Supreme Court Hears Case About Kansas Man Pulled Over on “Common Sense” Suspicion
A case argued before the Supreme Court today discussed if “reasonable suspicion… based on common sense” is enough to pull someone over. Specifically, in this case a “Kansas officer ran a registration check on a pickup truck and learned that the registered owner’s license had been revoked. Suspecting that the owner was unlawfully driving, the officer stopped the truck, confirmed that the owner was driving, and issued the owner a citation for being a habitual violator of Kansas traffic laws.” The Kansas Supreme Court held “the stop violated the Fourth Amendment”, which is the “right of the people to be secure… against unreasonable searches and seizures,… but upon probable cause”. The state of Kansas is appealing this decision, arguing “it is reasonable for an officer to suspect that the registered owner of a vehicle is the one driving the vehicle”.
The driver’s legal counsel argued that the officer had not “observe[d] any traffic violations”; disclosed why he decided “to run a plate check”; or “attempt[ed] to identify the driver before initiating the stop”. The legal team also told the story of how “the spouse who drives his unlicensed wife to a job site and the older sister who drives her siblings to school during their father’s suspension will be at risk of indiscriminate seizures whenever they set out on the road in the family car” if the Supreme Court rules in favor of the officer.

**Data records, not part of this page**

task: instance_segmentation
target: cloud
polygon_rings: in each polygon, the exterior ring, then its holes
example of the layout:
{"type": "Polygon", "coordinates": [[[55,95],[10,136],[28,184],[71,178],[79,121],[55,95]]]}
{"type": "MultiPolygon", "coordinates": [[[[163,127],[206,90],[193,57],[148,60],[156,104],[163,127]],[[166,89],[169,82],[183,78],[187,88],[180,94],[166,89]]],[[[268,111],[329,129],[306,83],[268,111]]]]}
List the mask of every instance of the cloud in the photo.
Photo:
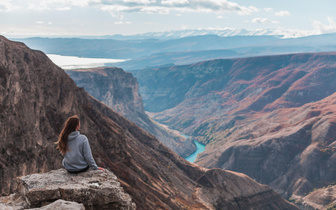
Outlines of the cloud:
{"type": "Polygon", "coordinates": [[[123,0],[125,3],[135,3],[135,4],[150,4],[150,3],[155,3],[156,0],[123,0]]]}
{"type": "Polygon", "coordinates": [[[36,24],[44,24],[43,21],[36,21],[35,23],[36,23],[36,24]]]}
{"type": "Polygon", "coordinates": [[[273,8],[264,8],[263,9],[265,12],[268,12],[268,13],[272,13],[274,14],[275,16],[280,16],[280,17],[283,17],[283,16],[290,16],[290,12],[289,11],[286,11],[286,10],[281,10],[281,11],[275,11],[273,8]]]}
{"type": "Polygon", "coordinates": [[[328,24],[323,24],[320,21],[313,21],[313,25],[316,31],[319,33],[333,33],[336,32],[336,22],[333,17],[327,17],[328,24]]]}
{"type": "Polygon", "coordinates": [[[55,10],[58,10],[58,11],[67,11],[67,10],[71,10],[71,7],[58,7],[58,8],[55,8],[55,10]]]}
{"type": "Polygon", "coordinates": [[[275,20],[270,20],[268,18],[254,18],[251,20],[252,23],[261,23],[261,24],[266,24],[266,23],[280,23],[279,21],[275,20]]]}
{"type": "Polygon", "coordinates": [[[0,12],[9,12],[13,9],[11,0],[0,0],[0,12]]]}
{"type": "Polygon", "coordinates": [[[189,4],[188,0],[162,0],[161,4],[163,5],[181,5],[181,4],[189,4]]]}
{"type": "Polygon", "coordinates": [[[266,12],[274,13],[274,9],[273,8],[264,8],[264,10],[266,12]]]}
{"type": "Polygon", "coordinates": [[[195,13],[226,13],[236,12],[239,15],[249,15],[258,12],[254,6],[242,6],[227,0],[102,0],[103,11],[115,12],[143,12],[169,14],[175,12],[195,13]]]}
{"type": "Polygon", "coordinates": [[[289,11],[281,10],[279,12],[276,12],[274,15],[283,17],[283,16],[290,16],[290,13],[289,13],[289,11]]]}
{"type": "Polygon", "coordinates": [[[116,12],[141,12],[169,14],[171,12],[223,13],[235,12],[239,15],[250,15],[258,12],[254,6],[244,6],[229,0],[0,0],[0,11],[9,10],[10,2],[30,10],[70,10],[73,7],[88,7],[111,14],[116,12]]]}
{"type": "Polygon", "coordinates": [[[132,24],[132,22],[119,20],[119,21],[114,22],[114,24],[116,24],[116,25],[132,24]]]}
{"type": "Polygon", "coordinates": [[[100,0],[27,0],[27,8],[30,10],[70,10],[71,7],[87,7],[90,5],[100,4],[100,0]]]}

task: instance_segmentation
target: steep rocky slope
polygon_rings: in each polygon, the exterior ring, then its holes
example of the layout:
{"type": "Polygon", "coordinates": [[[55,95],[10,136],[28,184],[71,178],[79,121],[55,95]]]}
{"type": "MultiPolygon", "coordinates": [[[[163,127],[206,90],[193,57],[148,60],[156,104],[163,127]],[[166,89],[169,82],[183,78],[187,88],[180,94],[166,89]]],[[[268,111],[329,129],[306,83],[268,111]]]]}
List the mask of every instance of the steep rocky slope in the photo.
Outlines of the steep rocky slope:
{"type": "Polygon", "coordinates": [[[98,165],[116,174],[139,209],[296,209],[246,175],[185,161],[78,88],[42,52],[0,37],[0,58],[1,194],[15,188],[13,177],[61,167],[54,142],[78,114],[98,165]]]}
{"type": "Polygon", "coordinates": [[[245,173],[289,198],[336,179],[335,61],[296,54],[134,74],[145,107],[166,109],[154,119],[207,144],[197,164],[245,173]]]}
{"type": "Polygon", "coordinates": [[[192,138],[165,129],[148,117],[139,94],[138,82],[131,73],[108,67],[66,72],[77,86],[84,87],[93,97],[153,134],[177,154],[187,157],[196,150],[192,138]]]}

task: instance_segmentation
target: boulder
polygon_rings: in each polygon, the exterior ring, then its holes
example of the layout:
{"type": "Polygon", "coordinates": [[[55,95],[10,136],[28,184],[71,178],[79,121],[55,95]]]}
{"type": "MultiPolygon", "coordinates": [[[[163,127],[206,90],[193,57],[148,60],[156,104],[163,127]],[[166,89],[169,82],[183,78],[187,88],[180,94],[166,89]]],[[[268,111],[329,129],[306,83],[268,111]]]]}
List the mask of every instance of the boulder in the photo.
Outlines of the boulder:
{"type": "MultiPolygon", "coordinates": [[[[135,209],[130,195],[124,192],[117,177],[108,170],[70,174],[65,169],[58,169],[31,174],[18,178],[17,191],[29,207],[41,207],[63,199],[82,203],[85,209],[135,209]]],[[[59,201],[52,205],[68,204],[59,201]]]]}

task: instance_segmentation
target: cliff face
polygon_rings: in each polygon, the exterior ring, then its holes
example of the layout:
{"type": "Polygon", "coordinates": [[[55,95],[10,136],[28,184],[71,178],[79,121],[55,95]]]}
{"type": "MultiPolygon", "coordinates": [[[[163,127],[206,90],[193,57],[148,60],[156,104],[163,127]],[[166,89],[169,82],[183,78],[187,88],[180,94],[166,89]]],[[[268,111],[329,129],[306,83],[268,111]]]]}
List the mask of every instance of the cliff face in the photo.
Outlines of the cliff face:
{"type": "Polygon", "coordinates": [[[197,164],[245,173],[289,198],[336,179],[335,60],[213,60],[134,75],[145,107],[166,109],[154,119],[207,144],[197,164]]]}
{"type": "Polygon", "coordinates": [[[97,164],[118,177],[139,209],[239,209],[242,202],[297,209],[246,175],[187,162],[78,88],[42,52],[0,37],[0,58],[1,194],[15,189],[13,177],[61,167],[54,142],[77,114],[97,164]]]}
{"type": "Polygon", "coordinates": [[[153,122],[145,113],[139,86],[131,73],[120,68],[96,68],[66,71],[85,91],[105,103],[128,120],[148,131],[164,145],[182,157],[192,154],[196,147],[187,139],[153,122]]]}

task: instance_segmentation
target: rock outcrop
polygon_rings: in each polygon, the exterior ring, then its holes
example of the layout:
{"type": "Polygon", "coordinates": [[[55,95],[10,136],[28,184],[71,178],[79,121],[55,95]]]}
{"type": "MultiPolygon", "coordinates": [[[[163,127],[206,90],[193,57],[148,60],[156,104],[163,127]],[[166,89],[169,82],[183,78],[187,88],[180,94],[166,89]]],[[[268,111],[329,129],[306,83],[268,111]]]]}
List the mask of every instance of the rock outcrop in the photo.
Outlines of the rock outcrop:
{"type": "Polygon", "coordinates": [[[192,138],[160,126],[145,113],[137,80],[120,68],[95,68],[66,71],[78,87],[105,103],[128,120],[154,135],[182,157],[195,150],[192,138]]]}
{"type": "Polygon", "coordinates": [[[78,88],[45,54],[1,36],[0,110],[2,195],[16,189],[14,177],[61,167],[54,143],[77,114],[97,164],[118,177],[139,209],[239,209],[245,201],[251,209],[297,209],[246,175],[189,163],[78,88]]]}
{"type": "MultiPolygon", "coordinates": [[[[130,195],[124,192],[117,177],[108,170],[70,174],[65,169],[58,169],[19,177],[13,197],[21,197],[19,200],[25,201],[21,204],[23,208],[68,206],[84,209],[85,206],[85,209],[136,209],[130,195]]],[[[14,207],[18,208],[18,205],[14,207]]]]}
{"type": "MultiPolygon", "coordinates": [[[[23,210],[29,208],[29,205],[22,201],[24,198],[19,197],[17,194],[12,194],[11,197],[17,197],[18,200],[11,200],[9,196],[0,197],[0,209],[1,210],[23,210]]],[[[49,202],[49,201],[48,201],[49,202]]],[[[85,206],[83,204],[73,202],[73,201],[65,201],[62,199],[56,200],[48,205],[38,207],[38,208],[29,208],[34,210],[85,210],[85,206]]]]}
{"type": "Polygon", "coordinates": [[[166,109],[154,119],[207,144],[197,164],[245,173],[290,198],[336,179],[335,60],[335,52],[222,59],[134,75],[145,107],[166,109]]]}
{"type": "Polygon", "coordinates": [[[305,196],[293,195],[291,200],[300,206],[300,209],[304,210],[333,210],[336,208],[336,186],[331,185],[321,189],[315,189],[305,196]]]}
{"type": "Polygon", "coordinates": [[[32,209],[36,209],[36,210],[37,209],[39,210],[85,210],[85,207],[83,204],[59,199],[41,208],[32,208],[32,209]]]}

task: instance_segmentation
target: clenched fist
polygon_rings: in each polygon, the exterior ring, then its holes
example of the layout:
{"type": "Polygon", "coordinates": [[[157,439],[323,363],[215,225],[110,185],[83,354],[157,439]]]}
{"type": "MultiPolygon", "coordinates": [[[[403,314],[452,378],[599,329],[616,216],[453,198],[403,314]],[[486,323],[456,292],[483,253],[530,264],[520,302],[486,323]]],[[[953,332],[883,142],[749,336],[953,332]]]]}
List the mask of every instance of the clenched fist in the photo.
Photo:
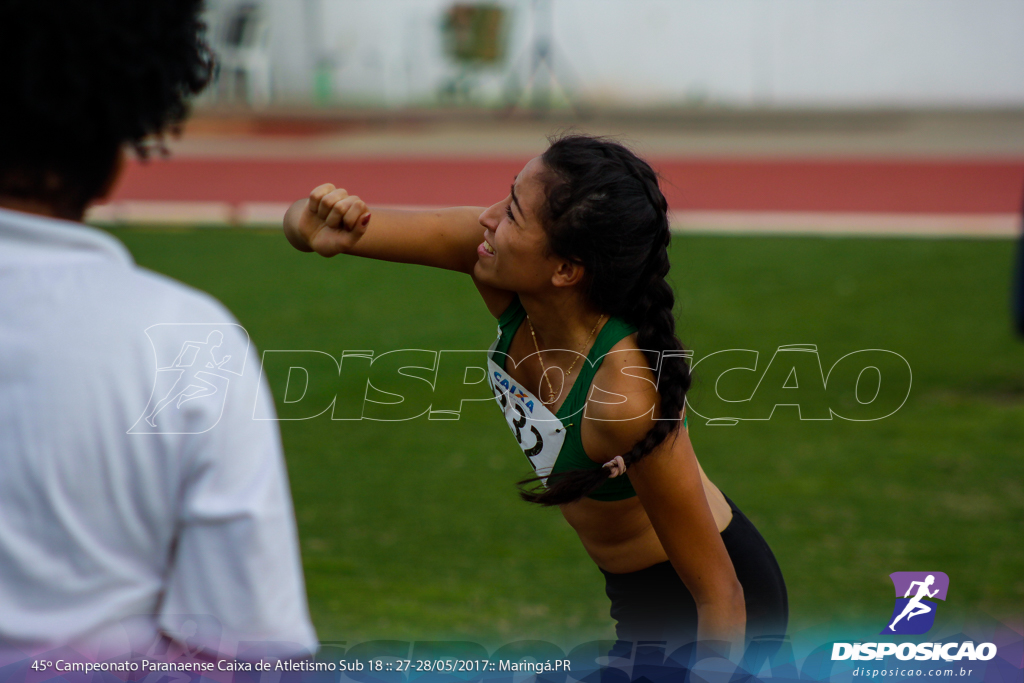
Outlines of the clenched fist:
{"type": "Polygon", "coordinates": [[[284,234],[300,251],[334,256],[349,251],[366,232],[370,211],[355,195],[330,183],[296,202],[284,215],[284,234]]]}

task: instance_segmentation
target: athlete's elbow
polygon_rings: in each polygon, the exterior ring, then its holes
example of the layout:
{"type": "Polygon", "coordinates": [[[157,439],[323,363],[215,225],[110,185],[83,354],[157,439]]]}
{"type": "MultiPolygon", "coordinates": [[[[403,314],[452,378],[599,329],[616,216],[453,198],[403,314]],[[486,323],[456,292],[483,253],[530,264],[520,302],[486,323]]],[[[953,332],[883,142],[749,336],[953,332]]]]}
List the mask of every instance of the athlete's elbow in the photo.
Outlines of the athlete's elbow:
{"type": "Polygon", "coordinates": [[[731,581],[726,582],[726,586],[723,588],[723,602],[729,606],[729,611],[733,614],[746,615],[746,601],[743,597],[743,584],[739,582],[739,579],[735,577],[731,581]]]}
{"type": "Polygon", "coordinates": [[[743,585],[735,575],[720,577],[718,581],[701,591],[700,594],[695,592],[694,601],[697,603],[698,609],[704,606],[714,606],[715,609],[726,612],[743,610],[745,604],[743,585]]]}
{"type": "Polygon", "coordinates": [[[729,577],[716,577],[713,582],[705,584],[697,590],[690,589],[693,600],[697,606],[702,604],[735,605],[743,603],[743,587],[736,579],[736,575],[729,577]]]}

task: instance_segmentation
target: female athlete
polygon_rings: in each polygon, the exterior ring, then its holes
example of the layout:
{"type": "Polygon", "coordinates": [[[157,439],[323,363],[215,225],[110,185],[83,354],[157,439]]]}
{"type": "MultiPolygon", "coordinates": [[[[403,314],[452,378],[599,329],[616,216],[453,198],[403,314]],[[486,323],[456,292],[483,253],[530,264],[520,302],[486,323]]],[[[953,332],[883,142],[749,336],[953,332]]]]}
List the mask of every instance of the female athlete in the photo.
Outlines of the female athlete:
{"type": "Polygon", "coordinates": [[[328,184],[284,227],[302,251],[472,277],[499,319],[488,376],[538,475],[521,495],[560,506],[604,573],[621,640],[781,636],[778,564],[705,476],[685,428],[667,211],[646,162],[573,135],[487,209],[375,209],[371,220],[328,184]]]}

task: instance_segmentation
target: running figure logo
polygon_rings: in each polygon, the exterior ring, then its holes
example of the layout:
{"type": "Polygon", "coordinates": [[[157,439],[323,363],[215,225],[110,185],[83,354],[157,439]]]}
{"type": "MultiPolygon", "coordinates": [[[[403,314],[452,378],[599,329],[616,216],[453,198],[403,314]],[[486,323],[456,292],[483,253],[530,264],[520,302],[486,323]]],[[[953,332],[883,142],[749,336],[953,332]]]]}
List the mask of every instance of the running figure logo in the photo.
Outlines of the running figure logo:
{"type": "Polygon", "coordinates": [[[146,336],[156,354],[156,379],[149,403],[128,433],[201,434],[213,429],[220,422],[231,375],[241,377],[245,367],[245,330],[233,324],[154,325],[146,336]],[[189,420],[168,418],[186,404],[201,409],[189,420]]]}
{"type": "Polygon", "coordinates": [[[896,589],[896,606],[882,633],[927,633],[935,624],[937,606],[927,599],[945,600],[949,577],[942,572],[893,572],[889,578],[896,589]]]}

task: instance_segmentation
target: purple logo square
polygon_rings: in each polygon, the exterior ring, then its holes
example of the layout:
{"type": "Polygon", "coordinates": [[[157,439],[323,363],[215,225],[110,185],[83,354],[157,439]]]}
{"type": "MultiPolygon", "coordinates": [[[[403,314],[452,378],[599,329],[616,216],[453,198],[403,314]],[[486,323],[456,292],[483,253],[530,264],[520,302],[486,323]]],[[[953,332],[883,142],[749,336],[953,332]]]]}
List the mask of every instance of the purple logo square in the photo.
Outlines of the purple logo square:
{"type": "Polygon", "coordinates": [[[949,577],[943,572],[893,572],[889,574],[896,591],[896,605],[883,634],[919,635],[935,624],[938,605],[945,600],[949,577]]]}

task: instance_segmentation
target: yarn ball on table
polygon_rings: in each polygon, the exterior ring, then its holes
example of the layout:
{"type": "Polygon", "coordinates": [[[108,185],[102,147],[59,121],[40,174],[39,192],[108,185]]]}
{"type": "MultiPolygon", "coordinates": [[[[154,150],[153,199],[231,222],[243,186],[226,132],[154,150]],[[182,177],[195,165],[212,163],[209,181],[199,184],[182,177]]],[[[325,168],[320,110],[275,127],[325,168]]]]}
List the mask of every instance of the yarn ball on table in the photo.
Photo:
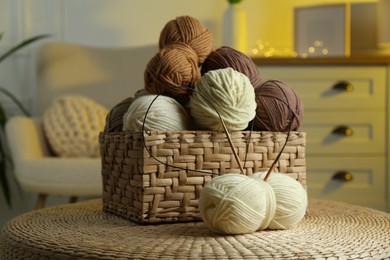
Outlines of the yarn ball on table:
{"type": "Polygon", "coordinates": [[[198,208],[210,230],[235,235],[265,229],[275,204],[268,183],[242,174],[224,174],[203,187],[198,208]]]}
{"type": "Polygon", "coordinates": [[[228,67],[246,75],[254,87],[260,85],[260,73],[252,59],[246,54],[228,46],[222,46],[210,53],[202,64],[200,73],[204,75],[210,70],[228,67]]]}
{"type": "Polygon", "coordinates": [[[195,83],[188,107],[201,129],[224,130],[219,113],[228,130],[243,130],[256,115],[254,88],[232,68],[210,70],[195,83]]]}
{"type": "Polygon", "coordinates": [[[201,64],[214,48],[213,36],[205,25],[191,16],[179,16],[169,21],[160,33],[159,47],[172,43],[189,45],[199,57],[201,64]]]}
{"type": "Polygon", "coordinates": [[[124,114],[123,131],[142,131],[145,116],[145,131],[190,129],[189,115],[175,99],[162,95],[145,95],[136,98],[124,114]]]}
{"type": "Polygon", "coordinates": [[[303,118],[303,103],[286,83],[280,80],[265,81],[255,88],[255,95],[255,130],[287,132],[290,124],[292,131],[299,129],[303,118]]]}
{"type": "MultiPolygon", "coordinates": [[[[255,173],[250,178],[263,181],[266,172],[255,173]]],[[[306,214],[307,192],[297,180],[287,174],[273,172],[266,181],[276,197],[275,216],[268,229],[289,229],[298,224],[306,214]]]]}
{"type": "Polygon", "coordinates": [[[185,104],[199,78],[198,56],[194,50],[184,43],[170,44],[147,64],[144,73],[145,90],[150,94],[172,97],[185,104]]]}
{"type": "Polygon", "coordinates": [[[106,126],[104,127],[105,132],[120,132],[123,129],[123,116],[129,109],[134,98],[128,97],[118,104],[116,104],[108,112],[106,117],[106,126]]]}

Additionally, they referenced the Kansas District Court, which ruled in favor of the driver, declaring that there are families with “multiple family members and multiple vehicles” where “somebody other than the registered owner often is driving that vehicle.”
The state of Kansas contended that “common sense and ordinary experience suggest that the owner of a vehicle is very often the vehicle’s driver.” “This,” the states argues, “provides reasonable suspicion for a brief investigatory stop when an officer spots a vehicle registered to an owner with a suspended or revoked license.”